Rapid phosphorylation of 28‐kDa heat‐shock protein by treatment with okadaic acid and phorbol ester of BALB/MK‐2 mouse kerationocytes

Abstract

Protein phosphorylation by okadaic acid and 12‐O‐tetradecanoylphorbol‐13‐acetate (TPA) was examined using quiescent cultures of BALB/MK‐2, a cell line derived from mouse epidermal keratinocytes. Treatment with okadaic acid caused rapid phosphorylation of five proteins with molecular masses of 65, 55, 50 28 and 15 kDa (p65, p55, p50, p28, p15, respectively) while TPA caused rapid phosphorylation of five proteins with molecular masses of 80, 70, 40, 34 and 28 kDa (p80, p70, p40, p34, p28, respectively). In the present study, we examined p28, a common target protein of okadaic acid and TPA. The phosphorylation of p28 increased depending on time of exposure and doses of okadaic acid and TPA. Combined treatment okadaic acid and TPA resulted in an additive effect.
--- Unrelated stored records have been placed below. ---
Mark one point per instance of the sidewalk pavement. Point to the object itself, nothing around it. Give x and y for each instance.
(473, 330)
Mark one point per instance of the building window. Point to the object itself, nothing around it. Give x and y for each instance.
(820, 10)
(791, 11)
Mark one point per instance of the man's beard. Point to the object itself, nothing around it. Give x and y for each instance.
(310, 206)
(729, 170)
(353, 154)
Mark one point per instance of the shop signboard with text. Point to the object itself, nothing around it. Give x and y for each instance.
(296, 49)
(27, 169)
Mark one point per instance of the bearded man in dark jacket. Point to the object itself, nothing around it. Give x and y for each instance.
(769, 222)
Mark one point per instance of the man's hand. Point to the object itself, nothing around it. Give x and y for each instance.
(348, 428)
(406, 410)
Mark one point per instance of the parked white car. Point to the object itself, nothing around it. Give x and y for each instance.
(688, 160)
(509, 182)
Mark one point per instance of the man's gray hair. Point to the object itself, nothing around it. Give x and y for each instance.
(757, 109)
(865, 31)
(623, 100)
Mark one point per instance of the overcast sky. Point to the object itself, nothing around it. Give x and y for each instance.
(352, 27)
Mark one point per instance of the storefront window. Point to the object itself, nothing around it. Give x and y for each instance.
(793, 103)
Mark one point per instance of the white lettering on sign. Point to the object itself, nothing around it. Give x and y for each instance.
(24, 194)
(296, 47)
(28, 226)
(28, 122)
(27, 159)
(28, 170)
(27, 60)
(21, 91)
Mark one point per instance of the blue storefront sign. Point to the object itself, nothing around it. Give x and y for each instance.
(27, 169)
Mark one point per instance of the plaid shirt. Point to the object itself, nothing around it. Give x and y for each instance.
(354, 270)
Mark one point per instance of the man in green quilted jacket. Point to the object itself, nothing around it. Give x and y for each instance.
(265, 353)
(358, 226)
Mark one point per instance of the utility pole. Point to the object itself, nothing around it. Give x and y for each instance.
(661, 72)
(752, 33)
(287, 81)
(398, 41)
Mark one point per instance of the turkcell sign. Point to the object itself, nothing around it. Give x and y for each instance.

Its position on two‐dimensional gel electrophoresis suggested that p28 is the 28‐kDa heat‐shock protein (HSP28). This possibility was confirmed by migration of p28 with HSP28 and comparative peptide mapping of the two proteins. The phosphoamino‐acid residue of phosphorylated HSP28 was serine. In two‐dimensional tryptic peptide maps, the same peptides were phosphorylated after treatment with both okadaic acid and TPA.